The child already has self-confidence. However, it is not uncommon for parents to have a hard time trustingconfident-an a child. Anna Surti Ariani, a family and child psychologist from the UI Institute of Applied Psychology, suggested that parents have to believe in children’s beliefs about self-confidence.

To put this trust, you can make parameters or sizes that are mutually agreed upon. For example, releasing children to take public transportation to school. Many parents do not easily let their children go. The image of a child being grazed while crossing the road, falling off the transport, risks being kidnapped. Especially if you have only children.

So, try to make parameters like this: Does public transportation really make children arrive at school faster than using a school pick-up car? Is this public transportation safe enough for children? Has the child understood and carried out the transportation up and down correctly? Is there a friend to go by this public transportation? Or if you ride an ojek, can this ojek driver be trusted and not go fast? Do children want to reduce their parents’ level of concern, for example by sending SMS or BBM when they arrive at school or at home? “If all of that is fulfilled and it seems safe, parents must have the courage to let it go,” said Nina.

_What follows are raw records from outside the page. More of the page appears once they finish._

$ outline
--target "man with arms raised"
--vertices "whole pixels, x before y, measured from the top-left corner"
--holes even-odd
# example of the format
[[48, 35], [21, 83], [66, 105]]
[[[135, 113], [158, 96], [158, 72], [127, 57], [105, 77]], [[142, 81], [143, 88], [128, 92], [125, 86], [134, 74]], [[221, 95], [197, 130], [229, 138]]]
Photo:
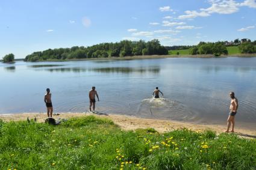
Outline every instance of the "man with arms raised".
[[227, 120], [227, 129], [225, 132], [229, 131], [230, 126], [232, 124], [231, 132], [234, 132], [234, 127], [235, 126], [235, 115], [237, 114], [238, 108], [238, 100], [235, 97], [235, 93], [234, 92], [229, 93], [230, 98], [231, 98], [231, 102], [230, 102], [229, 106], [229, 114]]
[[45, 95], [45, 103], [47, 108], [47, 115], [48, 117], [52, 117], [52, 94], [50, 93], [50, 89], [46, 89], [46, 93]]
[[155, 94], [155, 98], [159, 98], [159, 92], [161, 93], [161, 94], [162, 94], [162, 96], [164, 96], [164, 94], [163, 94], [163, 93], [158, 90], [158, 87], [157, 87], [155, 88], [155, 90], [153, 92], [152, 96], [154, 96], [154, 94]]
[[90, 93], [89, 93], [90, 111], [90, 112], [92, 111], [92, 109], [91, 109], [92, 105], [93, 105], [93, 111], [95, 109], [95, 102], [96, 102], [96, 101], [95, 101], [95, 95], [96, 95], [96, 96], [97, 96], [98, 101], [99, 101], [99, 96], [98, 96], [97, 91], [95, 90], [95, 87], [93, 87], [92, 88], [92, 90], [90, 91]]

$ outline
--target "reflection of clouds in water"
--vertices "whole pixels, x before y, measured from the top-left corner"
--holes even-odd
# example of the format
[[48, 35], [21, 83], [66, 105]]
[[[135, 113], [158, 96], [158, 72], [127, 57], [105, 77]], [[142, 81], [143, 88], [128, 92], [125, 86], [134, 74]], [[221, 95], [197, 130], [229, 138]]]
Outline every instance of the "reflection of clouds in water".
[[142, 101], [137, 116], [180, 121], [195, 121], [199, 118], [181, 103], [168, 99], [146, 99]]
[[15, 72], [16, 67], [15, 66], [10, 66], [10, 67], [5, 67], [4, 69], [9, 72]]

On the other hand, if you judge (of course objectively, yes, Ma) that the child has not been able to fulfill it all in fact, there is nothing wrong with saying: “Son, now is not the right time for you to take public transportation. Later there will be time for you to do it yourself. “

This rejection is not a dead word. Because, children will be disappointed and feel not trusted. Slowly you also need to teach things that can make you trust your child. So, he has a target to achieve it.